El arroz al horno es una de esas recetas que despiertan la sensación de hogar en cada rincón de la casa, especialmente en la Comunidad Valenciana. Este plato, que se ha transmitido de generación en generación, se prepara de diferentes maneras según las tradiciones familiares. El famoso chef Arguiñano nos ofrece su versión, caracterizada por la simplicidad y el aprovechamiento de ingredientes modestos como los garbanzos, las costillas de cerdo y la morcilla.
La receta de Arguiñano no requiere de grandes habilidades culinarias; con una cazuela de barro, un caldo de calidad y un poco de paciencia, cualquier persona puede lograr un plato completo, sabroso y con un aspecto casero que invita a disfrutar. A continuación, detallamos los ingredientes y el proceso para preparar este delicioso arroz al horno.
Ingredientes para 4 personas
Para llevar a cabo la receta, necesitarás:
- 350 g de arroz redondo
- 300 g de costillas de cerdo troceadas
- 100 g de panceta fresca
- 150 g de garbanzos cocidos (puedes usar de bote)
- 2 morcillas de cebolla pequeñas
- 2 tomates maduros grandes
- 1 patata mediana
- 1 cabeza de ajos entera
- 750 ml de caldo de carne o pollo
- 1 cucharadita de pimentón dulce
- Aceite de oliva virgen extra (unas 4 cucharadas)
- Sal y pimienta al gusto
Pasos para su preparación
Antes de comenzar, si decides utilizar garbanzos secos, es fundamental ponerlos en remojo la noche anterior. Para un proceso más rápido, los garbanzos de bote bien enjuagados son una excelente alternativa. Empieza pelando la patata y cortándola en rodajas finas.
A continuación, añade un buen chorro de aceite en la cazuela de barro o en una sartén si planeas transferir todo a una fuente después. Calienta a fuego medio-alto y dora las costillas y la panceta hasta que estén bien doradas, lo que aportará un sabor espectacular al arroz.
Ralla los tomates y agrégales a la cazuela. Cocina durante unos minutos y luego incorpora el pimentón, cuidando que no se queme. Remueve bien, ya que aquí se forma la base del sabor. Añade el arroz y remueve para mezclarlo con el sofrito antes de verter el caldo caliente y los garbanzos. Remueve suavemente y prepárate para el montaje.
Coloca las rodajas de patata sobre la mezcla, añade las morcillas enteras y coloca en el centro la cabeza de ajos. Este ajo entero no solo es decorativo, sino que perfuma el arroz durante la cocción. Ajusta el caldo con sal y pimienta al gusto.
Precalienta el horno a 200 °C y hornea la cazuela durante unos 20 minutos. Durante este tiempo, el arroz absorberá el líquido, creando una superficie dorada y tentadora. Al final, apaga el horno y deja reposar el plato cinco minutos con la puerta entreabierta para que los sabores se asienten.

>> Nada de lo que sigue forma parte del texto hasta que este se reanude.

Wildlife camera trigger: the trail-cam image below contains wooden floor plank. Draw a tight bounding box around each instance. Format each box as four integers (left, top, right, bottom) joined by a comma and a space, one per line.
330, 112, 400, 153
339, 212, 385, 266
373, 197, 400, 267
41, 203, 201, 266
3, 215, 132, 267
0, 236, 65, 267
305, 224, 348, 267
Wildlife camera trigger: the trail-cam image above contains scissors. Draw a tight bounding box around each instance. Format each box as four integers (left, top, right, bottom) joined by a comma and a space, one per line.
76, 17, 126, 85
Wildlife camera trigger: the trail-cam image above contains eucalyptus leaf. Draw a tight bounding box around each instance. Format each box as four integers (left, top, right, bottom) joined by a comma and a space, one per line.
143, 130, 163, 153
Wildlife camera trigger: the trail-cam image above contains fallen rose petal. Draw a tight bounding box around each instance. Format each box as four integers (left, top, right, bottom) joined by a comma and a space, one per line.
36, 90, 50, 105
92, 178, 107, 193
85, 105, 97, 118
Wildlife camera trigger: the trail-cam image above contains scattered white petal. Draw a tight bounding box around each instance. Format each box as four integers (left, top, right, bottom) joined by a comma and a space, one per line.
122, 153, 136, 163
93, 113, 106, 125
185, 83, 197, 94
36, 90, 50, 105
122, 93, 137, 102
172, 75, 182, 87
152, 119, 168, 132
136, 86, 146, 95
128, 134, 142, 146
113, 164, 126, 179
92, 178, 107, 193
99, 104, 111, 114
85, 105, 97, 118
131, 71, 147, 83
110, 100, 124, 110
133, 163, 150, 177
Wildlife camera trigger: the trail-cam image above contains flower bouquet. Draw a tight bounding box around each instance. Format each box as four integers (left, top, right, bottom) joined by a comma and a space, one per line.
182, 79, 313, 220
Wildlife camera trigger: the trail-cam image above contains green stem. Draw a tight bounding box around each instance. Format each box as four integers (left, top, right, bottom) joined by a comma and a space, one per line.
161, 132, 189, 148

Finalmente, saca la cazuela y colócala en el centro de la mesa. Parte la morcilla, reparte el arroz y disfruta de este plato que, servido en barro, añade un encanto especial. Este arroz al horno es contundente y perfecto para una comida especial, ya que aporta unas 945 kcal por ración.
Si no cuentas con una cazuela de barro, puedes usar una fuente apta para horno. El arroz redondo es el ideal, ya que absorbe mejor los sabores. Para una versión más ligera, considera reducir la panceta o utilizar carne magra de cerdo. Además, el caldo casero marca una gran diferencia en el resultado final.
El arroz al horno al estilo Arguiñano es una receta auténtica y sencilla que no requiere técnicas complicadas ni ingredientes exóticos. Es un plato que sabe a domingo, a familia y a la cocina de siempre. Como diría el propio Arguiñano: «rico, rico y con fundamento».